CA Toulouse, 2e ch. sect. 1, 15 janvier 2014, n° 12-00187

TOULOUSE

Arrêt

PARTIES

Demandeur :

Parres TP (EURL)

Défendeur :

Serin System Services (SARL), CJC Véhicules Industriels (SAS)

COMPOSITION DE LA JURIDICTION

Président :

Mme Salmeron

Conseillers :

Mmes Pellarin, Delmotte

Avocats :

Mes Dessart, Brunet-Alayrac, SCP Remaury Fontan Remaury, SCP Château, SCP Philippo Pressecq

T. com. Toulouse, du 12 déc. 2011

12 décembre 2011

EXPOSÉ DU LITIGE

L'EURL Parres TP a acquis suivant facture du 17 mars 2009, pour le prix TTC de 35 282 euro un camion d'occasion polybenne de marque Man de la SARL Serin System Services qui, pour honorer cette commande, l'a elle-même acheté à la SAS CJC Véhicules Industriels. Sur la facture précitée, figurait la clause "vendu en l'état sans garantie".

L'EURL Parres TP s'est vu refuser l'immatriculation, faute de justification d'un contrôle technique de moins de six mois, a fait procéder le 19 juin 2009 à ce contrôle qui s'est avéré négatif du fait d'anomalies importantes affectant le système de freinage.

Au vu d'une expertise judiciaire ordonnée par le président du Tribunal de commerce de Toulouse le 19 novembre 2009, dont le rapport a été déposé le 30 juillet 2010, l'EURL Parres TP a par acte du 8 juillet 2010, fait assigner la SARL Serin System Services devant le Tribunal de commerce de Toulouse en indemnisation du préjudice subi.
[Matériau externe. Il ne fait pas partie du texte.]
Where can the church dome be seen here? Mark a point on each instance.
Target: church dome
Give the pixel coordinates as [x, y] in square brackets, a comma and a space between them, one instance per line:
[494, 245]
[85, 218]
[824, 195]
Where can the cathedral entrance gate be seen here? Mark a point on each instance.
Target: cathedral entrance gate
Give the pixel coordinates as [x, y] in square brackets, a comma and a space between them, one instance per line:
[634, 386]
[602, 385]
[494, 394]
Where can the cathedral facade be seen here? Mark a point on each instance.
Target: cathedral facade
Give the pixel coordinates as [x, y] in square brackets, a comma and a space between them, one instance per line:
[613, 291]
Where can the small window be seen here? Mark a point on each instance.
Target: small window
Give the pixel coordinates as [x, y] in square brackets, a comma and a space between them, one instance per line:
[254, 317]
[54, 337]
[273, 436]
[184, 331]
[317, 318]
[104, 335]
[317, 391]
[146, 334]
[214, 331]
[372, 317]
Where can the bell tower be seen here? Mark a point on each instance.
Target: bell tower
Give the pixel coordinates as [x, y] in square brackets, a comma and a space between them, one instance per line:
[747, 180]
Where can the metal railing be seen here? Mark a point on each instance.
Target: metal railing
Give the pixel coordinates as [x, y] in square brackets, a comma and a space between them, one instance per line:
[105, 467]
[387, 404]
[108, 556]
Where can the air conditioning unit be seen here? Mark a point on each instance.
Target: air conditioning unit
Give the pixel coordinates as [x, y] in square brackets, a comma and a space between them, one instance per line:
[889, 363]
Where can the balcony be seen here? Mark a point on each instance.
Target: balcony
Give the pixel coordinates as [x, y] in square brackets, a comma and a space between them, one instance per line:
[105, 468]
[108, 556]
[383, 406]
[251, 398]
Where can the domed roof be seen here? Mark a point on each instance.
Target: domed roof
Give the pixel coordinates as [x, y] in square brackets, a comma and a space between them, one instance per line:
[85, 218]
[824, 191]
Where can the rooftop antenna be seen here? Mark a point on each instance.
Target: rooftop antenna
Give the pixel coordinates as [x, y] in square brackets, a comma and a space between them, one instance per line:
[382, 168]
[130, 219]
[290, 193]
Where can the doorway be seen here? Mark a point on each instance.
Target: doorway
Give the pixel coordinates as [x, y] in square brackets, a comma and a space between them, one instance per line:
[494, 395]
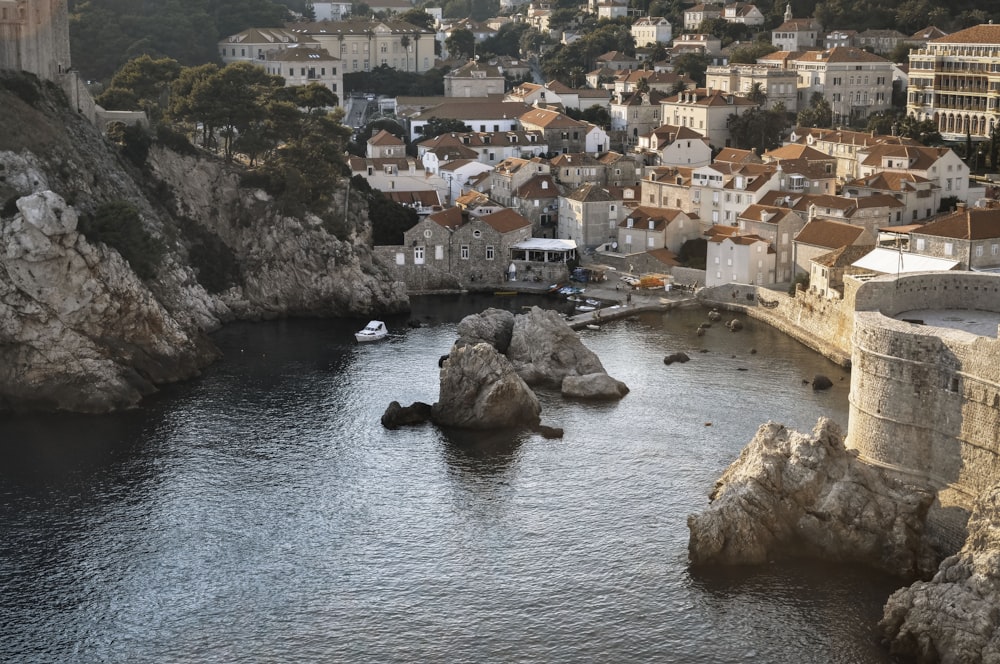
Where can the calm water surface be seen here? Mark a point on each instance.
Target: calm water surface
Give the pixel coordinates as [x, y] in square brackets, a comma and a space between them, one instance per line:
[262, 514]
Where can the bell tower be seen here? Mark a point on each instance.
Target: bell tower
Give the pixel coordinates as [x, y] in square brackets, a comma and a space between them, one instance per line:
[34, 37]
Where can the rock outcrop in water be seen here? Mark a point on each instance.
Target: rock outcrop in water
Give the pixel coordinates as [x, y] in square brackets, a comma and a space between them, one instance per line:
[485, 378]
[481, 390]
[955, 617]
[79, 330]
[794, 494]
[545, 350]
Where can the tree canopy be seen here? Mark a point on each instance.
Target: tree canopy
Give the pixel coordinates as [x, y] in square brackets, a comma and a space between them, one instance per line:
[105, 34]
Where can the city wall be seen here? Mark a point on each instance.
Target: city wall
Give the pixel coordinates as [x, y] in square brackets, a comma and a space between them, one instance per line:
[925, 401]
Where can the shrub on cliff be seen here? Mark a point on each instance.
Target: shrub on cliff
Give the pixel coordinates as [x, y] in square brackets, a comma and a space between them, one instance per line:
[118, 225]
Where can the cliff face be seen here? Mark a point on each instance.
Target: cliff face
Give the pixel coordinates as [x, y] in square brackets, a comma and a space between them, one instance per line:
[79, 330]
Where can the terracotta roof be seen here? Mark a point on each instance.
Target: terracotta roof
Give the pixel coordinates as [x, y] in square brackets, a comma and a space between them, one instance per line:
[383, 137]
[967, 224]
[641, 216]
[891, 181]
[844, 256]
[534, 189]
[928, 33]
[451, 218]
[469, 68]
[797, 151]
[758, 212]
[354, 26]
[543, 117]
[839, 54]
[506, 220]
[467, 111]
[296, 53]
[720, 231]
[426, 197]
[714, 98]
[798, 25]
[737, 156]
[615, 56]
[664, 256]
[829, 234]
[590, 193]
[918, 157]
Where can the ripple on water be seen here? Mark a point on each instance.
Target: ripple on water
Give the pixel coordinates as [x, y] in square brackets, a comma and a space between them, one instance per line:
[261, 513]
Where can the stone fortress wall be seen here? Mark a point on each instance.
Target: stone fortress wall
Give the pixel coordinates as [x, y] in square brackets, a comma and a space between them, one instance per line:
[925, 401]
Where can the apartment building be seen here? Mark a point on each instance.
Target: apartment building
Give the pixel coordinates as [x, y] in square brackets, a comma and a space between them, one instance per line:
[362, 44]
[856, 83]
[955, 81]
[780, 85]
La SARL Serin System Services a appelé en cause la SAS CJC Véhicules Industriels.

Par jugement du 12 décembre 2011, le tribunal a débouté l'EURL Parres TP de ses demandes et l'a condamnée à payer au titre de l'article 700 du Code de procédure civile une somme de 2 000 euro à la SARL Serin System Services et une somme de 3 000 euro à la SAS CJC Véhicules Industriels.

L'EURL Parres TP a interjeté appel de cette décision le 13 janvier 2012.

Les parties ont respectivement déposé leurs dernières écritures aux dates suivantes :

- l'EURL Parres TP le 16 avril 2012,

- la SARL Serin System Services le 18 septembre 2012,

- la SAS CJC Véhicules Industriels le 8 juin 2012.

L'ordonnance de clôture est intervenue le 22 octobre 2013.

PRÉTENTIONS DES PARTIES

Il est fait expressément référence, pour plus ample exposé des moyens, aux conclusions précitées.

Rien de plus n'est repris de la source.